An open letter to this year’s Leaving Cert students

The Secret Teacher: Your grades are not a reflection of who you are as a person

The journey through schooling is a catalogue of valuable formative experiences for what is still to come. Photograph: iStock

At my very first Leaving Cert parent-teacher evening over 20 years ago, I complimented the mother of my very best student on having a daughter who was an “absolute credit to her”.

She beamed back at me. Her daughter had shone academically and socially in my classroom for close to 18 months.

A few minutes later I referred to some aspect of the exam preparation, and casually remarked that I expected she knew all about it from her daughter.

She said she hadn’t heard a thing about it, and matter-of-factly stated that her daughter didn’t talk to her. Having established that I had not misheard, I learned that this girl had barely addressed her mother for more than two years except to get money or help in finding something she had mislaid.


Embracing family moments rather than avoiding them is a tremendous thing for an adolescent to do

I expressed my sympathies, only to be told that they were not necessary as the girl “is an absolute delight to everyone she meets, and that matters a lot more”.

I disagreed entirely but kept that to myself. For this mother, being cast aside seemed not to matter as long as her daughter came across well to other people. I had only ever had the best impression of the girl, and had seen nothing to cause me to suspect such a relationship might have existed in the home.

Character developments

Despite knowing nothing of the circumstances, or the girl’s perspective on it, I could not help feeling an extraordinary outpouring of sympathy for the mother. I have never doubted that she was telling the truth.

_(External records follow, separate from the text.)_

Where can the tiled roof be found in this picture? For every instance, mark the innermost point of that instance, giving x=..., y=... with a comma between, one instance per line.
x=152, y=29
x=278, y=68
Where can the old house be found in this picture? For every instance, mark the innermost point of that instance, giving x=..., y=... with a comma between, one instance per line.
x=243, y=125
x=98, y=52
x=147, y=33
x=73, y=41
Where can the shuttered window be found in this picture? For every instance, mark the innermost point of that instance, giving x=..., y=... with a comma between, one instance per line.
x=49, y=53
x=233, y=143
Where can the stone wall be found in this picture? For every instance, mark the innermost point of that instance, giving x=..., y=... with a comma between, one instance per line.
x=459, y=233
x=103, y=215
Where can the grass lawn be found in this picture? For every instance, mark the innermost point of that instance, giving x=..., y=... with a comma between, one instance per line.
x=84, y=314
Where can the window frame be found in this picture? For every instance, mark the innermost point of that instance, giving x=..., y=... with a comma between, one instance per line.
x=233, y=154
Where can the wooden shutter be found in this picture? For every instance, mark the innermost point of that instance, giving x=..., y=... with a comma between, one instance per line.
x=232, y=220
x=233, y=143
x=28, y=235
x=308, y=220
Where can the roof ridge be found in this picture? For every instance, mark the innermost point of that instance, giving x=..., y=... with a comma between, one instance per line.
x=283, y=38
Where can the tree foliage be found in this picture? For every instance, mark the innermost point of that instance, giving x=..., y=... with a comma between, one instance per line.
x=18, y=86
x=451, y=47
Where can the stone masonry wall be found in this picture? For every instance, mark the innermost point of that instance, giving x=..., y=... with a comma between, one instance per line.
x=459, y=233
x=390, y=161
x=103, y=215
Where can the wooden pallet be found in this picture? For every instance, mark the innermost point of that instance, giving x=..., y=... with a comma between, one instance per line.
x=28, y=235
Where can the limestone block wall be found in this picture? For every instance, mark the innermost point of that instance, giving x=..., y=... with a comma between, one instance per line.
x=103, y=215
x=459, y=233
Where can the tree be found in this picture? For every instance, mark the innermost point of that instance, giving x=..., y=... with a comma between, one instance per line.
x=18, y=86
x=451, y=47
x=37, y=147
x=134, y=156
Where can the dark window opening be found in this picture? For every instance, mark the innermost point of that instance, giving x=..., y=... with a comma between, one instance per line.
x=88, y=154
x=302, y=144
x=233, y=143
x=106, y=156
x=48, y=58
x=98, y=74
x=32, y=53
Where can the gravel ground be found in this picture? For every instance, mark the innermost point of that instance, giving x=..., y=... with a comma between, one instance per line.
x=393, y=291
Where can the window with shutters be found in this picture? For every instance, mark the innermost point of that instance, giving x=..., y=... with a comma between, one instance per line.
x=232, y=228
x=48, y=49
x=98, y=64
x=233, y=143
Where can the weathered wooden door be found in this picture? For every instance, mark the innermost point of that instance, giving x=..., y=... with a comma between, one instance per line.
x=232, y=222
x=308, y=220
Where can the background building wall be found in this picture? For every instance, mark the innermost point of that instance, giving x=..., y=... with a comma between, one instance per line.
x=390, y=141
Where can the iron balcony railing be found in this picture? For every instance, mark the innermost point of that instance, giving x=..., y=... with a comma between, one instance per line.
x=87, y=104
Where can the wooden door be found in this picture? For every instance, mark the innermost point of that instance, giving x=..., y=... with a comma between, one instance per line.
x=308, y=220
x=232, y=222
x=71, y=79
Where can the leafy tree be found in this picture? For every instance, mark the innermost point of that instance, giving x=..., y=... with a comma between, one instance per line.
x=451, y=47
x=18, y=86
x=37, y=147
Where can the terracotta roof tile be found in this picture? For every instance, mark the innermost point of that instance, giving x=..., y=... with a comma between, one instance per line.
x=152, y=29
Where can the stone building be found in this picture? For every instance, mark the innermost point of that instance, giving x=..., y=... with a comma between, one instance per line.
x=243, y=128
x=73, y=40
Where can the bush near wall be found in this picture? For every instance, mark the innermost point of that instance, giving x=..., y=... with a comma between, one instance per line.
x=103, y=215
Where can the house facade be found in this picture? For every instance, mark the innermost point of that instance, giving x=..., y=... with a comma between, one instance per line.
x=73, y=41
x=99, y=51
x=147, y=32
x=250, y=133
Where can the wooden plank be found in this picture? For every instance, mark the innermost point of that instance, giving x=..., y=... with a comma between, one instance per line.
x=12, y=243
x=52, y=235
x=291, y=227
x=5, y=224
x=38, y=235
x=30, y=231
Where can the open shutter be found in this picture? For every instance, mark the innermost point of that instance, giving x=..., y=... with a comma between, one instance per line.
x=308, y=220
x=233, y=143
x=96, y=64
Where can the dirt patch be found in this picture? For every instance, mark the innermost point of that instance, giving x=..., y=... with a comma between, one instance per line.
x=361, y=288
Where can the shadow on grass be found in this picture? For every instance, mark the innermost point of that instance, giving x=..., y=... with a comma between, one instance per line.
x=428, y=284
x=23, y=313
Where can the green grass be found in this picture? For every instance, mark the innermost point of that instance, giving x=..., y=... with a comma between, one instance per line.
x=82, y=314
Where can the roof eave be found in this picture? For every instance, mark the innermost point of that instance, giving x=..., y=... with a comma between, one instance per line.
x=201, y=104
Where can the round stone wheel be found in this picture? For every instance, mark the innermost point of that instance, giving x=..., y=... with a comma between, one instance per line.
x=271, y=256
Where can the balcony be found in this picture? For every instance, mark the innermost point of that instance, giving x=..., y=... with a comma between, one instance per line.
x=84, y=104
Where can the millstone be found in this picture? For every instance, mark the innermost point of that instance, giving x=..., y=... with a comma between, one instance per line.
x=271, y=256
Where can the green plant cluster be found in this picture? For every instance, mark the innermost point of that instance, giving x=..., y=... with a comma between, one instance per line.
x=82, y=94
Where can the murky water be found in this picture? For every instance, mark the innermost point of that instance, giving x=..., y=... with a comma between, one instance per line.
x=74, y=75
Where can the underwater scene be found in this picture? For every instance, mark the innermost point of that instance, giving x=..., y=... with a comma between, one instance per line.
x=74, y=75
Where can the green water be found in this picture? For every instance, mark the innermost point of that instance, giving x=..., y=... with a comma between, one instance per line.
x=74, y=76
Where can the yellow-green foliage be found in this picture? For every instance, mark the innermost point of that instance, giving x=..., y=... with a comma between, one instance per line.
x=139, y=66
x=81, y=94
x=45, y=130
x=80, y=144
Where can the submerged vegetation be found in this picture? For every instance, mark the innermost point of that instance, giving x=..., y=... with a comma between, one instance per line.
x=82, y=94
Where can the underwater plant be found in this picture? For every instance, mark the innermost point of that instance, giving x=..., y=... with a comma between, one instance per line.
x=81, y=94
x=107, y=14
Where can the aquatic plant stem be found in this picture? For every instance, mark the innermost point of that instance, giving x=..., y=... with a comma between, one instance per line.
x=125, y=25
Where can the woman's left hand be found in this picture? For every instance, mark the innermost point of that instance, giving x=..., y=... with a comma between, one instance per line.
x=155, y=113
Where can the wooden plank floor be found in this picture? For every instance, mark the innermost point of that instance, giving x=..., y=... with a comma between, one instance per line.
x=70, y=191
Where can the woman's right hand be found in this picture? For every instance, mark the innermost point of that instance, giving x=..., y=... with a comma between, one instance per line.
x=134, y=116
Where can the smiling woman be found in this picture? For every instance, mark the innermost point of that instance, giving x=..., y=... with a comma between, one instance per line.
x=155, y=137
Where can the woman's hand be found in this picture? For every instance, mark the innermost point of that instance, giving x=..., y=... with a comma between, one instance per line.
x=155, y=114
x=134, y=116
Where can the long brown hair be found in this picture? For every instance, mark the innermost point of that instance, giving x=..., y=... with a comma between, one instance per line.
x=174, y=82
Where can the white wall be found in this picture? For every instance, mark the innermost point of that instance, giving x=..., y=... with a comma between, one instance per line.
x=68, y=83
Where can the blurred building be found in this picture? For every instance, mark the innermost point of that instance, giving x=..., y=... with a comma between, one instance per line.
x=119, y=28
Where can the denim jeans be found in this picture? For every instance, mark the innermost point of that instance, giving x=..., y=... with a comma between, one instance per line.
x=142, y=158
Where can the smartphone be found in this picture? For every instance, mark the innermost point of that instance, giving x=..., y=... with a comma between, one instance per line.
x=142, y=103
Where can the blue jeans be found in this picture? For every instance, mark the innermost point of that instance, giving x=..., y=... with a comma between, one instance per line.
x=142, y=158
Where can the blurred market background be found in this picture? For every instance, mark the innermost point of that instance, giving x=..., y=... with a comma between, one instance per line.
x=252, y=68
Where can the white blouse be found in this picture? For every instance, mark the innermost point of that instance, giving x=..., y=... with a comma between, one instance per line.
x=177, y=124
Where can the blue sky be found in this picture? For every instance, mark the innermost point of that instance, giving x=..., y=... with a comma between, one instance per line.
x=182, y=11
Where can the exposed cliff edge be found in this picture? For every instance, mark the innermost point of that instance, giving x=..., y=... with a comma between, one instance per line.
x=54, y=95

That girl will be 40 next year, and possibly has children of her own. Have they cast her aside? She went on to do an excellent Leaving Cert, but I remember wondering what good that was when she was so lacking in other ways.

In one sense all your years of schooling have been leading you here to this landmark event of school-leaving exams.

Alongside the academic work other huge developments have taken place in your character, and you must not underestimate all that you have achieved before you even enter that exam hall.

What I have seen of you in school is perhaps indicative of even greater deeds at home.

I can easily guess how the lives of your family members been enriched by your presence. There are evenings when many of you entertained younger siblings to enable your parents to have a well-earned break, and such gestures speak volumes about the kind of person you are.

When grandparents are conscious of their age and you choose to share some of your fun-loving youth with them, it reflects very positively on you. Embracing all those family moments rather than avoiding them is a tremendous thing for an adolescent to do, and merits far more recognition that it usually gets.

Similarly, your profile as a student in the school you are about to leave tells its own tale. All the positive relationships you have formed and the responsibilities you have taken on will prove crucial to your integration in the next phase of your life.

If you have a seriously blotted copybook from years of being the school bully and general trouble-maker, maybe you can use the new start to turn over a new leaf.

True measures

How you make others feel about themselves is a far more crucial barometer of your prospects than the number of honours grades in your Leaving Cert.

These things matter because they too are setting up the future you. The Leaving Cert results and CAO points are simply one way of measuring the passing through one phase of life, and they are not even standardised across the globe.

More useful measures of your worth are good deeds, kind acts and all forms of generosity. Consider your understanding of the relative importance of giving and sharing, both at every opportunity and at all costs, as opposed to taking.

All the cooperation and collaboration you have shown during your years at school have been noticed and commented on without you even being aware of it.

'Be cheerful. Strive to be happy', which is how to approach life

You impress us all the time, even if we have too little opportunity to formally recognise and record it. We notice when you include the student who often sits alone. We are aware of your punctuality and good behaviour, even if we seem to spend more time on those students whose records are badly blemished.

At the time they needed us more, often for reasons you and I did not even know, but your role in facilitating this is valuable too. Your undemanding profile allowed us to concentrate on them and it gave them something to aspire to, even if they were not ready yet.

The journey through schooling is a catalogue of valuable formative experiences for what is still to come. All the problems and challenges you have faced and overcome have left you stronger, and with valuable coping skills for similar experiences in the “real” world. It is so important that you do not lose sight of the long list of achievements you had in the bag long before today, never mind Leaving Cert Judgment Day.

If you find a moment this evening, look up Desiderata by Max Ehrmann. It starts by inviting you to "go placidly amid the noise and haste", which is precisely how you should approach the Leaving Cert. And it ends: 'Be cheerful. Strive to be happy", which is how to approach life.

Everything in between is worth noting too. Come back again before too long and tell us how it’s all going for you.